Every week we had VC down issue and when we login using the SSH , noticed the VPXD service was stopped and when tried to stop it was getting failed. Using the vMon log , noticed it was showing the permission error on the cloudvm-ram-size.log which supposed to be “root cis” but it got changed to the “root root”. Once we change the permission to “root cis” it is allowing to start the VPXD service and VC came online.All our other VC is having “root cis” but VMware Engineer confirmed that in their lab VC few VCs are “root root” and others were “root cis”
Same kind of symptoms were happening every week and we couldn’t find what is causing the permission issue and involved the VMware support but no luck. At one point we moved from the permission issue and started looking for other issue and involved senior VMware engineer but couldn’t find any concert root cause for the VPXD crash.
After few weeks we have noticed our VC suddenly became very slow and after the login credentials it was searching something and cant login , at one point VPXD got stopped and this time we tried stopping the entire service and started all the service without changing the file permission of cloudvm-ram-size. All the services including the VPXD started without any issue so our focus changed from the file permission to the VPXD crash.
After uploading the logs to VMware they identified ssome repeated offline storage IOFilterProviders on multiple vCenters, which is something they asked to clean up just to eliminate some unnecessary warnings KB: https://kb.vmware.com/s/article/76633?lang=en_US and also from the session they identified lot of request from one particular IP which is hitting the VC and identified it is from our dashboard reporting server and we stooped the service to eliminate the issue.
VC was running fine after we stopped the reporting server from hitting the VC but again after around one week VC became very slow and this time we noticed all other 4 VCs which is connected to the same domain vsphere.local went slow and almost took 15 mins for other VCs to recover and came normal but the problematic VC went down with same symptoms . This time ticket was escalated and VMware engineering team got involved and started reviewing the logs.
While engineering is completing their review for the permission changes, we can most certainly tidy up the SSO environment. VCenter log bundles indicate the presence of external PSCs.
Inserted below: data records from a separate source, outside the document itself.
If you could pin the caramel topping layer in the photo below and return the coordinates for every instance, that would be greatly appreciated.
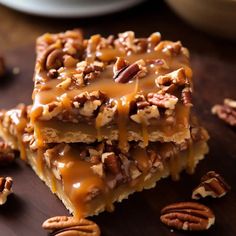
(106, 80)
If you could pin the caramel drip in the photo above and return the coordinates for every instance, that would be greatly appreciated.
(20, 124)
(48, 91)
(174, 167)
(123, 108)
(79, 180)
(53, 183)
(145, 134)
(39, 161)
(140, 156)
(191, 160)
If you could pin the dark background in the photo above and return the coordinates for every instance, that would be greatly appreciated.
(214, 65)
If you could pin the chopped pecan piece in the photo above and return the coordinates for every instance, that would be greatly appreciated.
(65, 225)
(187, 96)
(111, 162)
(54, 59)
(143, 116)
(162, 100)
(127, 73)
(177, 77)
(7, 154)
(5, 188)
(153, 40)
(2, 67)
(226, 112)
(212, 184)
(119, 65)
(53, 74)
(190, 216)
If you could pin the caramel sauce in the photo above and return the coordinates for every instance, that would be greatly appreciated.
(120, 93)
(78, 180)
(191, 160)
(19, 124)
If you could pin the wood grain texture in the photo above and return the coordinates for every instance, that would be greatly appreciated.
(214, 66)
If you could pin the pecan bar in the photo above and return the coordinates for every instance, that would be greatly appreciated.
(116, 88)
(89, 178)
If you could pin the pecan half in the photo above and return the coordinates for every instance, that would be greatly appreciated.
(127, 73)
(7, 154)
(187, 216)
(5, 188)
(65, 225)
(54, 59)
(212, 184)
(226, 112)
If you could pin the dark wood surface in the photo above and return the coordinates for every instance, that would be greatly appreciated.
(214, 66)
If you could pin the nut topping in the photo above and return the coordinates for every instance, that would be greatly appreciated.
(119, 65)
(187, 96)
(112, 163)
(226, 112)
(65, 226)
(162, 100)
(7, 154)
(127, 73)
(212, 184)
(55, 59)
(190, 216)
(2, 67)
(5, 188)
We should be cleaning up any and all residual references to these external PSCs as all 5 vCenters should be running on an embedded PSC.It looks like even though long time back we retired the external PSC the old entries still present on all the VCs.
VMware recommended to take either powered off snapshots or if we are unable to take that downtime, we can stop the vmdird service on all 5 vCenters, take the 5 snapshots, and then start the vmdird service on all 5 vCenters.
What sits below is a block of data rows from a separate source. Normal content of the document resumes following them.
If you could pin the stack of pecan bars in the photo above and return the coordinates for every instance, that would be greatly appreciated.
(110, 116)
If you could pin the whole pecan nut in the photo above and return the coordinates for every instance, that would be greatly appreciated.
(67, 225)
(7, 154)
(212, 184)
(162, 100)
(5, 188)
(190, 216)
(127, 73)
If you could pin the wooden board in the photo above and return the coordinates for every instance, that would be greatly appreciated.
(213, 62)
So as per VMware we cleaned up the old PSC and again VC was running without any issue for one week but still ended up with same issue.This time VMware recommended to enable the below option to capture the VPXD dump for more details.
- Backup the vmon config:
# cp /etc/vmware/vmware-vmon/config.json /etc/vmware/vmware-vmon/config.json.bak
- Edit the vmon config:
# vi /etc/vmware/vmware-vmon/config.json
- Change the following line to true,
“DumpLiveCoreOnApiHealthFail” : false,
- Restart the vmon service (this will take down the vpxd and vsphere-ui services, so scheduled downtime is recommended):
# service-control –restart vmware-vmon
Again same story VCenter went down again and from the VPXD crash dump, VMware requested to detect the latency between vCenter server and AD ( https://kb.vmware.com/s/article/79317) if the issue happens again to check if the slowness is because of the domain controller but things went worst like every two days VPXD started crashing and still the investigation was on without any fix.
Our vCenter was running 184.108.40.206000 old version because we have cloud stack with front end for our internal cloud which officially supports only up to vCenter Appliance 6.7 Update 3g (220.127.116.11000) so we don’t want to upgrade our VC without vendor approval , since the situation went very bad and also noticed few VPXD related fixes in the vCenter Appliance 6.7 Update 3m version , we took decision on upgrading the VC to the 3m (18.104.22.168000) version.
On the same week VMware released the security related new version 22.214.171.124000 so we decided to go with the latest version and upgraded all the VCs. After the upgrade, for past more than 3 weeks VC is running fine without any issue which is our recent vCenter highest uptime but still, we are not sure why the VPXD was crashing and reason for the cloudvm-ram-size.log permission change , finally upgrade made the environment stable and back to the track.